35. 1. PM / Domains: Abstract genpd locking
2. PM / Domains: Support IRQ safe PM domains
3. PM / cpu_domains: Setup PM domains for CPUs/clusters
4. ARM: cpuidle: Add runtime PM support for CPUs
5. timer: Export next wake up of a CPU
6. PM / cpu_domains: Record CPUs that are part of the domain
7. PM / cpu_domains: Add PM Domain governor for CPUs
8. Documentation / cpu_domains: Describe CPU PM domains
setup and governor
9. drivers: firmware: psci: Allow OS Initiated suspend mode
10. ARM64: psci: Support cluster idle states for OS-Initiated
11. ARM64: dts: Add PSCI cpuidle support for MSM8916
12. ARM64: dts: Define CPU power domain for MSM8916
Documentation/power/cpu_domains.txt | 79 ++++++++
Documentation/power/devices.txt | 12 +-
arch/arm64/boot/dts/qcom/msm8916.dtsi | 49 +++++
arch/arm64/kernel/psci.c | 46 ++++-
drivers/base/power/Makefile | 1 +
drivers/base/power/cpu_domains.c | 365 ++++++++++++++++++++++++++++++++++
drivers/base/power/domain.c | 210 +++++++++++++++----
drivers/cpuidle/cpuidle-arm.c | 55 +++++
drivers/firmware/psci.c | 45 ++++-
include/linux/cpu_domains.h | 37 ++++
include/linux/pm_domain.h | 14 +-
include/linux/psci.h | 2 +
include/linux/tick.h | 10 +
include/uapi/linux/psci.h | 5 +
kernel/time/tick-sched.c | 13 ++
15 files changed, 896 insertions(+), 47 deletions(-)

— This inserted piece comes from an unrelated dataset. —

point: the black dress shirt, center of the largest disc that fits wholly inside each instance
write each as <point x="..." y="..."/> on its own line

create mode 100644 Documentation/power/cpu_domains.txt
create mode 100644 drivers/base/power/cpu_domains.c
create mode 100644 include/linux/cpu_domains.h
36. Description of Patches
● Patches [1, 2] - Genpd changes. Sets up Generic PM domains
to be called from cpuidle. Genpd uses mutexes for
synchronization. This has to be changed to spinlocks for
domains that may be called from IRQ safe contexts.
● Patch [3] - CPU PM domains. Parses DT and sets up PM
domains for CPUs and builds up the hierarchy of domains
and devices. These are bunch of helper functions.
● Patch [4] - ARM cpuidle driver. Enable ARM cpuidle driver to
call runtime PM. Even though this has been done for ARM,
there is nothing architecture specific about this. Currently, all
idle states other than ARM clock gating calls into runtime
PM. This could also be state specific i.e call into runtime PM
only after a certain state. The changes may be made part of
cpuidle framework, but needs discussion.
● Patches [5, 6, 7] - PM domain governor for CPUs.
Introduces a new genpd governor that looks into the
per-CPU tick device to identify the next CPU wakeup and
determine the available sleep time for the domain. This
along with QoS is used to determine the best idle state for
the domain. A domains' wake up is determined by the first
CPU in that domain to wake up. A coherency level domain's
(parent of a domain containing CPU devices)
wake up is determined by the first CPU amongst all the
CPUs to wake up. Identifying the CPUs and their wakeups
are the part of these patches.
● Patches [9, 10] - ARM64 PSCI platform driver
ARM64 PSCI v1.0 specific. PSCI OS initiated mode. supports
powering off CPU clusters (caches etc, by configuring
separate power controllers). These patches
enable Linux to determine if the f/w supports this mode and
if so, uses CPU PM domain helper functions to create PM
domains and handles the power_on/power_off
callbacks. The resulting cluster state is passed as an
argument to the f/w along with the CPU state.